Le HHMI fournirait suffisamment de fonds pour faire fonctionner un laboratoire de petite à moyenne taille sans nécessiter d’autres subventions. L’idée est que si les chercheurs reçoivent simplement suffisamment d’argent pour faire leur travail, ils peuvent rediriger tout le temps perdu à rédiger des demandes de subventions vers la recherche elle-même. Il n’est pas surprenant que plus de 30 scientifiques financés par le HHMI aient remporté des prix Nobel au cours des 50 dernières années.
L’Arc Institute, une nouvelle collaboration à but non lucratif entre des géants de la recherche tels que Stanford, UC Berkeley et UC San Francisco, offre également aux chercheurs et à leurs laboratoires des subventions renouvelables de huit ans « sans conditions ». L’Arc vise à donner aux scientifiques la liberté et les ressources nécessaires pour effectuer le travail lent et peu attrayant de développement de meilleurs outils de recherche, quelque chose de crucial pour la science mais peu attrayant pour les revues scientifiques (et pour les scientifiques qui doivent publier pour obtenir plus de financements).

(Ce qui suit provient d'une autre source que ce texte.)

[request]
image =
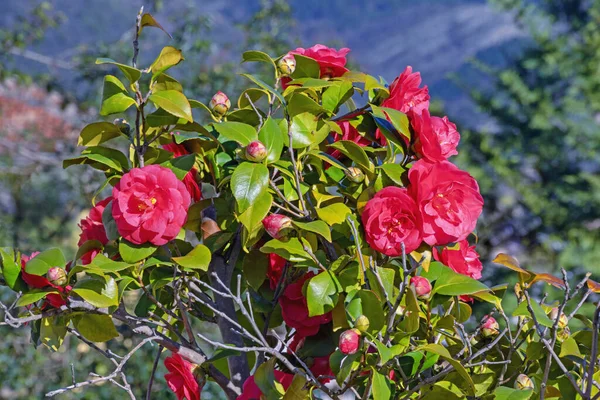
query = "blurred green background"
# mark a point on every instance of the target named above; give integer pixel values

Le fonctionnement de l’Arc est coûteux, et son modèle de financement repose actuellement sur des dons de philanthropes et de milliardaires de la technologie. L’Arc soutient jusqu’à présent huit laboratoires et espère un jour étendre son soutien à un maximum de 350 scientifiques, ce qui reste bien en deçà des 50 000 chercheurs biomédicaux qui demandent des subventions chaque année.
Pour l’instant, des initiatives comme l’Arc ne sont que des expériences. Elles parient que des scientifiques qui se sentent revitalisés, créatifs et déchargés seront mieux équipés pour prendre les risques nécessaires à de grandes découvertes.
Créer de nouvelles institutions n’est pas la seule façon de briser le cycle des projets à court terme et à vision étroite dans la recherche biomédicale. Tout ce qui facilite financièrement la gestion des laboratoires par les chercheurs contribuera à améliorer la situation. Les universités pourraient directement payer les salaires de leurs employés, plutôt que de laisser les chercheurs trouver eux-mêmes des fonds pour leurs stagiaires. Les agences de financement fédérales pourraient également augmenter le montant des subventions pour tenir compte de l’inflation, mais il est peu probable que le Congrès approuve ce type de dépenses.
La science pourrait également bénéficier d’un nombre réduit de scientifiques mieux rémunérés occupant des postes à long terme, plutôt que de dépendre de la main-d’œuvre de stagiaires mal rémunérés et mal équipés. « Je pense qu’il serait préférable d’avoir moins de scientifiques réalisant un travail réel et approfondi que ce que nous avons actuellement », a déclaré Garrison.
Il ne s’agit pas de dire que les scientifiques ne sont pas capables de travaux créatifs, passionnants et ambitieux ; ils ont simplement été contraints de s’adapter à un système de subventions qui privilégie les projets courts et peu risqués. Si le système de subventions évolue, il est probable que la science le fera aussi.